The 67th Annual Conference of the Israel Heart Society

Survival benefit of coronary revascularization after myocardial perfusion SPECT: The role of ischemia

Tali Sharir 1,2 Idan Hollander 1 Biatriz Hemo 3 Judith Tsamir 3 Nikolay Yefremov 1 Andrzej Bojko 1 Vitaly Prokhorov 1 Marina Pinskiy 1 Piotr Slomka 4 Katz Amos 1,2
1Department of nuclear cardiology, Assuta Medical Centers, Tel Aviv, Israel
2Faculty of health sciences, Ben Gurion University of the Negev, Beer Sheva, Israel
3Maccabi Healthcare Services, Tel Aviv, Israel
4Cedars Sinai Medical Center, Los Angeles, CA, USA

Survival benefit of revascularization over medical therapy (MT) in patients with stable-ischemic-heart-disease (SIHD) is uncertain. We evaluated the prognostic effects of revascularization in patients with SIHD undergoing single-photon-emission-computed-tomography myocardial-perfusion imaging (SPECT-MPI).

Methods: Of 47,894 patients, 7,973 had ischemia ≥5% of the left ventricle. Of these, 1,837 underwent early-revascularization (≤60 days after SPECT-MPI). The rest were MT sub-group. Follow-up period was 4.04±1.86years. Statin-therapy intensity and adherence were assessed. Outcomes were all-cause mortality, death+non-fatal myocardial-infarction (MI) and MACE [major adverse cardiac-event=death+MI+late-revascularization (>60 days after SPECT-MPI)].

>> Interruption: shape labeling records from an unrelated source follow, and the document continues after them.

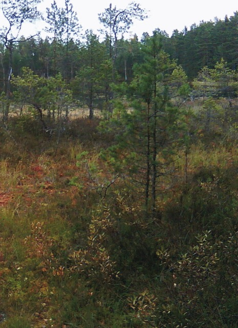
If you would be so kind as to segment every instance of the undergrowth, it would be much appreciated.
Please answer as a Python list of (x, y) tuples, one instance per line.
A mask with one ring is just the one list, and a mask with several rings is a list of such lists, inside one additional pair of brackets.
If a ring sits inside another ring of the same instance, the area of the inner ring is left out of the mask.
[(152, 218), (98, 123), (1, 131), (0, 326), (238, 326), (235, 140), (180, 146)]

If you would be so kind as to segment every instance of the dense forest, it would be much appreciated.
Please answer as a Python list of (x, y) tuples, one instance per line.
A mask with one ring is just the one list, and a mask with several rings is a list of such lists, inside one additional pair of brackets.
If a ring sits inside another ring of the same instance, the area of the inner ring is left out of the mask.
[(238, 327), (238, 12), (40, 2), (1, 1), (0, 327)]

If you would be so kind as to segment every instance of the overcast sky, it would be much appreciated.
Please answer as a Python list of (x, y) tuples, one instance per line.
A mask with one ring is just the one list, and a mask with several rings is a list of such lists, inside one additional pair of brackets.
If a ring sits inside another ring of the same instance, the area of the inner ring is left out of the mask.
[[(40, 9), (42, 12), (46, 7), (50, 7), (53, 0), (44, 0)], [(56, 0), (59, 7), (63, 7), (64, 0)], [(101, 27), (98, 14), (104, 11), (110, 3), (117, 8), (124, 8), (129, 0), (71, 0), (73, 8), (77, 12), (83, 30), (93, 29), (98, 34)], [(136, 33), (139, 38), (144, 32), (151, 35), (156, 28), (165, 30), (169, 35), (175, 29), (181, 31), (186, 26), (188, 29), (193, 23), (199, 25), (202, 20), (214, 20), (215, 17), (224, 19), (238, 10), (237, 0), (140, 0), (136, 1), (141, 7), (148, 11), (149, 18), (143, 21), (136, 21), (131, 29), (131, 33)], [(40, 29), (38, 24), (35, 29)], [(28, 30), (29, 32), (29, 30)], [(24, 34), (25, 33), (24, 33)]]

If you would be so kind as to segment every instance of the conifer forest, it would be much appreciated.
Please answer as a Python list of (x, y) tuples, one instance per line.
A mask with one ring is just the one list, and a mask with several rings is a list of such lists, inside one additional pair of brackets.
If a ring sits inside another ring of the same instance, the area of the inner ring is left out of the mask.
[(238, 12), (40, 2), (1, 1), (1, 328), (237, 328)]

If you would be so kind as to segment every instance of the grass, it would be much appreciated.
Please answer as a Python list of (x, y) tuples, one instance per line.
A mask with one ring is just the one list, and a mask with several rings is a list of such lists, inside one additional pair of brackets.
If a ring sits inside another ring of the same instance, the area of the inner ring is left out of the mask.
[(128, 181), (98, 192), (114, 174), (96, 121), (74, 120), (56, 151), (12, 120), (17, 144), (0, 143), (1, 326), (237, 325), (236, 145), (198, 133), (186, 183), (178, 148), (152, 220)]

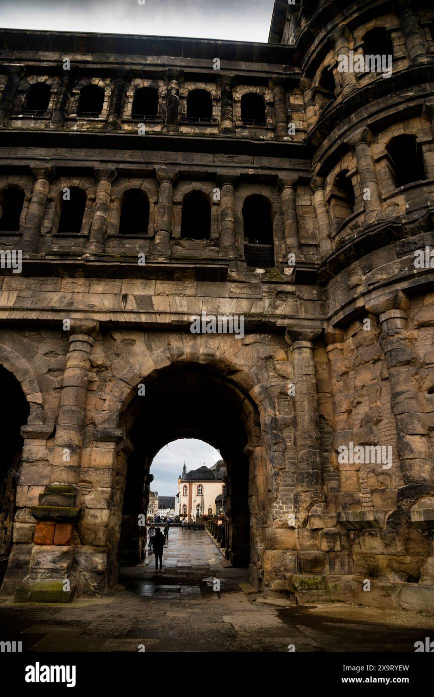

Results: Among patients with moderate-severe ischemia (≥10%), death-rate was lower in early-revascularization compared to MT sub-group (1.42%/year vs 3.12%/year, adjusted-hazard-ratio (HR) 0.67(95% CI 0.50-0.90, p=0.008). Death+MI and MACE rates were also lower, adjusted-HR 0.69(0.55-0.88, p=0.003) and 0.80(0.69-0.92, p=0.003). Revascularization was beneficial in optimal-statin-therapy subgroup (death-rate 1.04%/year vs. 2.36%/year, adjusted-HR 0.51(0.30-0.86, p=0.012). In mild ischemia (5%-9%), revascularization did not improve survival or MI-free survival, and was associated with higher MACE-rate (8.86%/year vs. 7.67%/year, adjusted-HR 1.30(1.12-1.52, p<0.001).

Conclusion: Compared to MT, revascularization was associated with reduced risk of death, death+MI and MACE in patients with moderate-severe ischemia, incremental over optimal-statin-therapy. In mild ischemia, revascularization was associated with higher risk of MACE, driven-by late-revascularization, with no impact on death and death+MI.